Pre-Training on Large-Scale Generated Docking Conformations with HelixDock to Unlock the Potential of Protein-ligand Structure Prediction Models

Protein-ligand structure prediction is an essential task in drug discovery, predicting the binding interactions between small molecules (ligands) and target proteins (receptors). Although conventional physics-based docking tools are widely utilized, their accuracy is compromised by limited conformational sampling and imprecise scoring functions. Recent advances have incorporated deep learning techniques to improve the accuracy of structure prediction. Nevertheless, the experimental validation of docking conformations remains costly, it raises concerns regarding the generalizability of these deep learning-based methods due to the limited training data. In this work, we show that by pre-training a geometry-aware SE(3)-Equivariant neural network on a large-scale docking conformation generated by traditional physics-based docking tools and then fine-tuning with a limited set of experimentally validated receptor-ligand complexes, we can achieve outstanding performance. This process involved the generation of 100 million docking conformations, consuming roughly 1 million CPU core days. The proposed model, HelixDock, aims to acquire the physical knowledge encapsulated by the physics-based docking tools during the pre-training phase. HelixDock has been benchmarked against both physics-based and deep learning-based baselines, showing that it outperforms its closest competitor by over 40% for RMSD. HelixDock also exhibits enhanced performance on a dataset that poses a greater challenge, thereby highlighting its robustness. Moreover, our investigation reveals the scaling laws governing pre-trained structure prediction models, indicating a consistent enhancement in performance with increases in model parameters and pre-training data. This study illuminates the strategic advantage of leveraging a vast and varied repository of generated data to advance the frontiers of AI-driven drug discovery.

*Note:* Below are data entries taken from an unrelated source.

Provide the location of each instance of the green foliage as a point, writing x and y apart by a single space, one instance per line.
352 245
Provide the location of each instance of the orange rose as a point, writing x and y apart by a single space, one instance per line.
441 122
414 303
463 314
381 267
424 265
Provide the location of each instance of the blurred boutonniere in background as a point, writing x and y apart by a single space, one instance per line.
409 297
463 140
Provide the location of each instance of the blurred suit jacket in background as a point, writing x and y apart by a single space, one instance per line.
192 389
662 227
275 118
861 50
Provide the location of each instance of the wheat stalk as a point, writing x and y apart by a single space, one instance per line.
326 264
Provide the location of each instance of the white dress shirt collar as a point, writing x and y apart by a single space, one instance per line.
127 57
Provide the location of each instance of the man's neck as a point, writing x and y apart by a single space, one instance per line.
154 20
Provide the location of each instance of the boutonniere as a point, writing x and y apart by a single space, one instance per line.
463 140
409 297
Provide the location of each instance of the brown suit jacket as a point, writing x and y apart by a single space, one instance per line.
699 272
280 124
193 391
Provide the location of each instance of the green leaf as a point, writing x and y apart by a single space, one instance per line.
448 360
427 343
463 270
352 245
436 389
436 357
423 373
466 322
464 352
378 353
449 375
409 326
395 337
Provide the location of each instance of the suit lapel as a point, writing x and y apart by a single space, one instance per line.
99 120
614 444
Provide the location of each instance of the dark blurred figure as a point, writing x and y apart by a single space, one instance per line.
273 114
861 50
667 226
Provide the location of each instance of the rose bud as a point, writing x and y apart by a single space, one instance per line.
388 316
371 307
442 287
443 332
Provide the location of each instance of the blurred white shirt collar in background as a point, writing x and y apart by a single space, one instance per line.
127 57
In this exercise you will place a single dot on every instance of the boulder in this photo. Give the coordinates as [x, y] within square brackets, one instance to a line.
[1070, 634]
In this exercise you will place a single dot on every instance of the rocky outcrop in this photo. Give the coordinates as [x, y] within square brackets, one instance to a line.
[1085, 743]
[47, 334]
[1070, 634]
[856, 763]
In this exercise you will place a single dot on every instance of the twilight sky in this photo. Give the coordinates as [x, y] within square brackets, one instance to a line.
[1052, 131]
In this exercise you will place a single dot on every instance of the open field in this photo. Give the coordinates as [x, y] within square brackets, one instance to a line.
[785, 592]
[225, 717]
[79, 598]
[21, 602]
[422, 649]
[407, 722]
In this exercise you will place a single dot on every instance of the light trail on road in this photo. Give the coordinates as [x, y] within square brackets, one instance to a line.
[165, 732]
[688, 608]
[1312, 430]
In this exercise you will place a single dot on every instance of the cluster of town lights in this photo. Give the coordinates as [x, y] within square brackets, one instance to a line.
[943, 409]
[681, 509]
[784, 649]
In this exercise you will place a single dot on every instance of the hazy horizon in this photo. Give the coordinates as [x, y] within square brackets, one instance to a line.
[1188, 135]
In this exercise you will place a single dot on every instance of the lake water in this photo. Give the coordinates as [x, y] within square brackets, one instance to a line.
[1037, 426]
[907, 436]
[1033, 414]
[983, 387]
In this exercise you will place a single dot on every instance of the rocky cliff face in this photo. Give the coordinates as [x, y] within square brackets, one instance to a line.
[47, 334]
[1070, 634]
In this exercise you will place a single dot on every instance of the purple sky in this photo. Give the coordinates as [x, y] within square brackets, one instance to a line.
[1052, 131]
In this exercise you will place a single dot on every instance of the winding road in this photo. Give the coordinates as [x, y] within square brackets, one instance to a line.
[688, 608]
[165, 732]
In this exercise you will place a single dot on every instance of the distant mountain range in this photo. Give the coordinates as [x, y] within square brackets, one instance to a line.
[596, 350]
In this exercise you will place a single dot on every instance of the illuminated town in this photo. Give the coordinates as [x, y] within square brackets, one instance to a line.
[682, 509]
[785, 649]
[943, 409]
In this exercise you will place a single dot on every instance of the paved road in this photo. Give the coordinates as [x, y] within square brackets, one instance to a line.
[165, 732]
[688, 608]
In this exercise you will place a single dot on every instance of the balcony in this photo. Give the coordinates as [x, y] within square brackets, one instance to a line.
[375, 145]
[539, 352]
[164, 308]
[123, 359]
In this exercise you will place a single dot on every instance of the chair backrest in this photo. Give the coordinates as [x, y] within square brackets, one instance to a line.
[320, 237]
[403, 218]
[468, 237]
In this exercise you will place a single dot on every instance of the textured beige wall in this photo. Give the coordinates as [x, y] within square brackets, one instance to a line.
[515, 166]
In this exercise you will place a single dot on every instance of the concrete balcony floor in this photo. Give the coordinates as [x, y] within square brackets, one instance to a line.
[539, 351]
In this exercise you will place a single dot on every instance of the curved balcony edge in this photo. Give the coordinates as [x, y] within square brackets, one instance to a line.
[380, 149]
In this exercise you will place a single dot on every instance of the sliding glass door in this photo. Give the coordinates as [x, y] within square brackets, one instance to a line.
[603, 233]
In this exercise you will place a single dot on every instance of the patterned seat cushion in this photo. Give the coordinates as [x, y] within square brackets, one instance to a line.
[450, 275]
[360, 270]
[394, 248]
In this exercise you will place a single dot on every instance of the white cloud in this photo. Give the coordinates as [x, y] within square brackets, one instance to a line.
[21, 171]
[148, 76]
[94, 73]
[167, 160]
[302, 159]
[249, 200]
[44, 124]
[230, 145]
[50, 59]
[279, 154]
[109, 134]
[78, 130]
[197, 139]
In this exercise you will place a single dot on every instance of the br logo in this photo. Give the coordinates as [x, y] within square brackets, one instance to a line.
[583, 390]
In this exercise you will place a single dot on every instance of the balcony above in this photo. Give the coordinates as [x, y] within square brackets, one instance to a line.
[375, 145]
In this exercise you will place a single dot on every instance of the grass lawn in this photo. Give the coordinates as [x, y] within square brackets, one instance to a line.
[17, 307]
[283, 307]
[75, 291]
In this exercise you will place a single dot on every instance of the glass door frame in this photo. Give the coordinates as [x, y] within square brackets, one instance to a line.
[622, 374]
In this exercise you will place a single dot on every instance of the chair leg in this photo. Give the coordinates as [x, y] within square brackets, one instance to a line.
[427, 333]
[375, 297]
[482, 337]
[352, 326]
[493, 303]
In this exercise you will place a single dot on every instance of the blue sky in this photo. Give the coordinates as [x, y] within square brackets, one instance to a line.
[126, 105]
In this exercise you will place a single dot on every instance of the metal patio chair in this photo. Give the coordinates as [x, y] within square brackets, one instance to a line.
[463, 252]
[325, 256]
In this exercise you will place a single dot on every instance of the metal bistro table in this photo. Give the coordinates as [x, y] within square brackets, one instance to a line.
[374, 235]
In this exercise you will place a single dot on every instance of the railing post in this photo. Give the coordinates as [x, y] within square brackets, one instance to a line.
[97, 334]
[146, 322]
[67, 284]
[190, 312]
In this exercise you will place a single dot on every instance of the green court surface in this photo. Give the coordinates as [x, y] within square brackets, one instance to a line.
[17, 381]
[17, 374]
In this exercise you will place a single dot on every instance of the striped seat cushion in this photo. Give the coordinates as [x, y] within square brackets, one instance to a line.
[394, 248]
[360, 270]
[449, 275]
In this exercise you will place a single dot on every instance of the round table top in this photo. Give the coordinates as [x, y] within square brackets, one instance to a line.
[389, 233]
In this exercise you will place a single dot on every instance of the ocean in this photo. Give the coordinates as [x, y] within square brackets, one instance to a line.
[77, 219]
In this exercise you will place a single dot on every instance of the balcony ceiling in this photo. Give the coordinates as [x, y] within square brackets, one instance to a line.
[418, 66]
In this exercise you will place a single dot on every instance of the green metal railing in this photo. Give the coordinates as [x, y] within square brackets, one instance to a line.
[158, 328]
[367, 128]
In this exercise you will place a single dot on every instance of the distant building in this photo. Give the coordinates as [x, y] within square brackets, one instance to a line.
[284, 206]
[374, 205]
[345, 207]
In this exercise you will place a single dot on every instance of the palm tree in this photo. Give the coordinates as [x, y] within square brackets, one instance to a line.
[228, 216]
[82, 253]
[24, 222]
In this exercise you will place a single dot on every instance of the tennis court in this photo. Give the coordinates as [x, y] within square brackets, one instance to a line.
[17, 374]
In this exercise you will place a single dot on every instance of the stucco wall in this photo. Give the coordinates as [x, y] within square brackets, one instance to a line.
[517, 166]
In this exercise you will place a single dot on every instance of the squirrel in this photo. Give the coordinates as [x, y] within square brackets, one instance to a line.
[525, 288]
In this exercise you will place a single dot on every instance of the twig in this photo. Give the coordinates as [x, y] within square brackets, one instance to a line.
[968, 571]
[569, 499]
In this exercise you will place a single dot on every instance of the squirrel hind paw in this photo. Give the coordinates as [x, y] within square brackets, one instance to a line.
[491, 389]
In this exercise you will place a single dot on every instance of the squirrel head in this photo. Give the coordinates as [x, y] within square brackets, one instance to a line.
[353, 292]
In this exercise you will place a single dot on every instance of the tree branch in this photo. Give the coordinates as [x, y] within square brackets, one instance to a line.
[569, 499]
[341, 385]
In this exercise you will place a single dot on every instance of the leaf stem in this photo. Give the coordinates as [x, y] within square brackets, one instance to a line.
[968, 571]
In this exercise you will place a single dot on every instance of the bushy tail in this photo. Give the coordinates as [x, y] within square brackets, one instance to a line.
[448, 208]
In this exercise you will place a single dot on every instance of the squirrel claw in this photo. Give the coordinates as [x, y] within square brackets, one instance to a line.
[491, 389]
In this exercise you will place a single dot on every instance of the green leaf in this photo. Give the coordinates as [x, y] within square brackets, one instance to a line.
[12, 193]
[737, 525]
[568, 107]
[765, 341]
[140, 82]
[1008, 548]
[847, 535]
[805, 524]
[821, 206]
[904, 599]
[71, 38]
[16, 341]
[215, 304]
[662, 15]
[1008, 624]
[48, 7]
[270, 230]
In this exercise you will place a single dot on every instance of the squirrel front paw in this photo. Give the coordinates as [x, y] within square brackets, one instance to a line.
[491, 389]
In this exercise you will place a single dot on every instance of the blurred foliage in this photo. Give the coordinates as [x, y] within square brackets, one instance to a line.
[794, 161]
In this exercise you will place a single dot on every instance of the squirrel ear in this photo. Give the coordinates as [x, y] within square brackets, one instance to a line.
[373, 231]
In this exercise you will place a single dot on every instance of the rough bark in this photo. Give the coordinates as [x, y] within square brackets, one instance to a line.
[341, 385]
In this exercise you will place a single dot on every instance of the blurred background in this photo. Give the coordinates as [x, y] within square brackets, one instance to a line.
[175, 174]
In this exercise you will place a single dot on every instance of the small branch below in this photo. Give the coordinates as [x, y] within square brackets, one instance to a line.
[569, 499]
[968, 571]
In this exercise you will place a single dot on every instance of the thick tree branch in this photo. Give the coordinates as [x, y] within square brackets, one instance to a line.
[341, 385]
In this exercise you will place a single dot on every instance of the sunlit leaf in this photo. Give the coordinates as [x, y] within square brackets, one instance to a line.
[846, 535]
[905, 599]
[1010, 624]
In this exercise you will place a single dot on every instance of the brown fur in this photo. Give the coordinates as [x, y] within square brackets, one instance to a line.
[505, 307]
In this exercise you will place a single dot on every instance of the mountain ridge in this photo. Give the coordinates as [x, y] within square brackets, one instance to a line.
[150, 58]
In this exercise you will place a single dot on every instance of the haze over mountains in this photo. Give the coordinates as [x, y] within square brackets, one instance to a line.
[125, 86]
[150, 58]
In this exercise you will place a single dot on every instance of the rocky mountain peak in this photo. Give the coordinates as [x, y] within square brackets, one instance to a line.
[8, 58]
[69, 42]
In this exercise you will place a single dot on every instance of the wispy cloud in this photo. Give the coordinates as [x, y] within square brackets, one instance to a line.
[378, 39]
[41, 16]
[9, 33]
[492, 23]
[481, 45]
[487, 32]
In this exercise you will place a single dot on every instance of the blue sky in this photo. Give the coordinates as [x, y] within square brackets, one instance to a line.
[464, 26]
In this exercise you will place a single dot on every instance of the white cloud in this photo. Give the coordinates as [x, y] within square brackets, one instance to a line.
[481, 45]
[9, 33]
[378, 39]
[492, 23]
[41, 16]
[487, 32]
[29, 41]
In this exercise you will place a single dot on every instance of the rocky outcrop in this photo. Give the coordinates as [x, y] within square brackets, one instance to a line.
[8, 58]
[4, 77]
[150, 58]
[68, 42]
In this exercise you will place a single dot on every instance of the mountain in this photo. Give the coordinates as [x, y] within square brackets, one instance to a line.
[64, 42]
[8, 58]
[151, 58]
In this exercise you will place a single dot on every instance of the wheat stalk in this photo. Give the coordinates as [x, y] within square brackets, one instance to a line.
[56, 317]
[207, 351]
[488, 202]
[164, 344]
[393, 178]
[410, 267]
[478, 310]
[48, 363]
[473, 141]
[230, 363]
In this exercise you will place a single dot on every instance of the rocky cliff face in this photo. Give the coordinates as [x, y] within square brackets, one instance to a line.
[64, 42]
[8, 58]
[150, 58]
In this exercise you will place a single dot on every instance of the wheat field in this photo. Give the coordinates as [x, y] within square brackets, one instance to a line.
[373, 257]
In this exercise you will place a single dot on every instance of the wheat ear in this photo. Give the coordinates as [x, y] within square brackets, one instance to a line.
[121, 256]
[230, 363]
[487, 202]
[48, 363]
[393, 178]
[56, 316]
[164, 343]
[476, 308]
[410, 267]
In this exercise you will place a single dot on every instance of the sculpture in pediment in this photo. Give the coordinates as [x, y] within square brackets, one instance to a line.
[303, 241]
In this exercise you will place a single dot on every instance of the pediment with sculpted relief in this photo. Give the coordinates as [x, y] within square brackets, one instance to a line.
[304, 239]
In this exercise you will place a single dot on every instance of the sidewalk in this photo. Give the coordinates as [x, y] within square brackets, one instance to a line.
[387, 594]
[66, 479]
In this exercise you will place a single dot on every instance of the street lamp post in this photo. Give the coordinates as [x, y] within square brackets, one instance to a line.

翻译：蛋白质-配体结构预测是药物发现中的核心任务，旨在预测小分子（配体）与靶标蛋白（受体）之间的结合相互作用。尽管传统基于物理学的对接工具被广泛使用，但其准确性受限于有限的构象采样和不精确的评分函数。近年来，深度学习技术的引入提升了结构预测的精度。然而，对接构象的实验验证成本高昂，这引发了对基于深度学习方法因训练数据有限而泛化能力的担忧。本研究表明，通过在传统物理学对接工具生成的大规模对接构象上预训练几何感知的SE(3)-等变神经网络，并随后利用有限数量的实验验证的受体-配体复合物进行微调，即可实现卓越性能。该过程生成了1亿个对接构象，消耗约100万CPU核日。所提出的HelixDock模型旨在预训练阶段获取物理学对接工具所蕴含的物理知识。与基于物理学和深度学习的基线模型相比，HelixDock在RMSD指标上以超过40%的优势超越最接近的竞品。在更具挑战性的数据集上，HelixDock同样展现了增强的性能，凸显其鲁棒性。此外，我们的研究揭示了预训练结构预测模型的规模定律，即模型参数和预训练数据的增加会持续提升性能。本工作阐明了利用大规模多样化生成数据推动AI驱动药物发现前沿的战略优势。